In a new study, Zaza Osmanov of Georgia’s Free University of Tbilisi suggests that a species of alien people may be exploring our galaxy, including Earth, with “self-replicating probes.”
What happened to all the aliens? Why haven’t we been contacted by another culture yet? A groundbreaking response comes from an astrophysicist: “Because the aliens are already here.”
According to Osmanov, a civilization that has progressed to “Stage 2” on the Kardashev Scale, or one level above us, would be completely capable of manufacturing a fleet of “Von Neumann Probes.”
The Von Neumann probes would be “tiny self-replicating robots that would harvest materials from planets and asteroids in order to construct new copies of themselves,” according to the proposal.
“All of the data suggest that detecting a foreign object with extraordinarily high values of increased brightness may be a good hint to put the object on the candidate list for von Neumann alien probes,” the Russian astronomer wrote.
He went on to say, “We analyze the scenario in which type 2 civilization must” penetrate interstellar clouds by self-reproducing robots.” “And it has been demonstrated that this process will always result in observational consequences.”
However, when it comes to explaining why we haven’t seen this fleet of probes, Osmanov has a fresh idea that is completely plausible: “the probes are far smaller than the eye can see.”

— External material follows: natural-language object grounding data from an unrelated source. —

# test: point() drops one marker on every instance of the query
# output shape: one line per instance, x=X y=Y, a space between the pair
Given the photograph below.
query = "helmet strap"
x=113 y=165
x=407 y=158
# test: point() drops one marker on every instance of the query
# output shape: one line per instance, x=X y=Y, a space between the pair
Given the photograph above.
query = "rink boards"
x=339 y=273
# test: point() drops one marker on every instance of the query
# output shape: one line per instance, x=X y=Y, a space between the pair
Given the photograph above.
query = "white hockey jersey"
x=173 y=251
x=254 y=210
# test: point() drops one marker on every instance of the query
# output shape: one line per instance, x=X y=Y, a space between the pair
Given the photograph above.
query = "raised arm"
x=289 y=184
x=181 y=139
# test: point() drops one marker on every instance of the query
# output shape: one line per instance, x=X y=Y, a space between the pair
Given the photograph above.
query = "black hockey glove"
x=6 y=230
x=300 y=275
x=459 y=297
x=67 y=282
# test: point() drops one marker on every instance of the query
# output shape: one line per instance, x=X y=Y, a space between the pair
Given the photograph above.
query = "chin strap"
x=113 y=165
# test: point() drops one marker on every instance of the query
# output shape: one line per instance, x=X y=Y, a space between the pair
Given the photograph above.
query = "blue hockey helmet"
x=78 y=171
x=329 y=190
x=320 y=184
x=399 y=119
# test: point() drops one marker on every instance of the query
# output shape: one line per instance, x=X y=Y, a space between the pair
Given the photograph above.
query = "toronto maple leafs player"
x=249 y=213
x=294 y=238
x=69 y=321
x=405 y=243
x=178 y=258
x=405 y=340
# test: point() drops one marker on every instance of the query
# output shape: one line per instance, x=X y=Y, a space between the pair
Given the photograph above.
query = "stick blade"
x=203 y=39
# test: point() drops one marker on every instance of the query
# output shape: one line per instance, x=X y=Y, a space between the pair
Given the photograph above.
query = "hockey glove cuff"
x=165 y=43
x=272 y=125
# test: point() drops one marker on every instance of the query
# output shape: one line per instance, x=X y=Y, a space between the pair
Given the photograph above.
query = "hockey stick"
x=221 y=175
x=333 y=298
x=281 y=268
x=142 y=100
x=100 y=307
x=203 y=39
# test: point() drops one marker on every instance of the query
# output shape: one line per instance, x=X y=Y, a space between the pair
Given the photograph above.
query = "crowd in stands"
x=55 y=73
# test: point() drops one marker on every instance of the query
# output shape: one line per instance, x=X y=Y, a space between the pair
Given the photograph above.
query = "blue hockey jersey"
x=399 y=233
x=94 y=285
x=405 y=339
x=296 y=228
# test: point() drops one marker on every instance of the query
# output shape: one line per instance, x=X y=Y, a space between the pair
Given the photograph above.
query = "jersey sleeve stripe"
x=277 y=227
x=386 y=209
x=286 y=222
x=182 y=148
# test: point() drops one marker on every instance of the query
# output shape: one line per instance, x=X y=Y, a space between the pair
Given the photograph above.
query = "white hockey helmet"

“Or they’re outfitted with Stealth shields that are impenetrable to the naked eye, as well as a military radar.” It’s no accident that infrared cameras are the only way to capture UFOs in Russia and other regions of the world.
Nanotechnology, according to the scientist, is the natural choice for creating a probe that can move, construct swiftly, and adapt to a wide range of landing places.
“We compared the efficiency of Von-Neumann probes at the microscale to that of macro robots, and discovered that the former might [reproduce] more efficiently in interstellar media.”
“Large-scale automata can only replicate on rocky worlds, which necessitates greater maneuvering…
“Even if there were billions of these tiny devices penetrating the solar system, our existing technology would not be able to detect them.”
Each would be one billionth of a meter in size, or around one nanometer.
Despite the fact that the micro-machines are practically undetectable due to their small size, Osmanov believes there may be a way to detect them.
If these probes are fueled by light, they may produce modest amounts of light as they move through space, according to theory.
These streams of light would seem as comet “trails” if observed using infrared telescopes.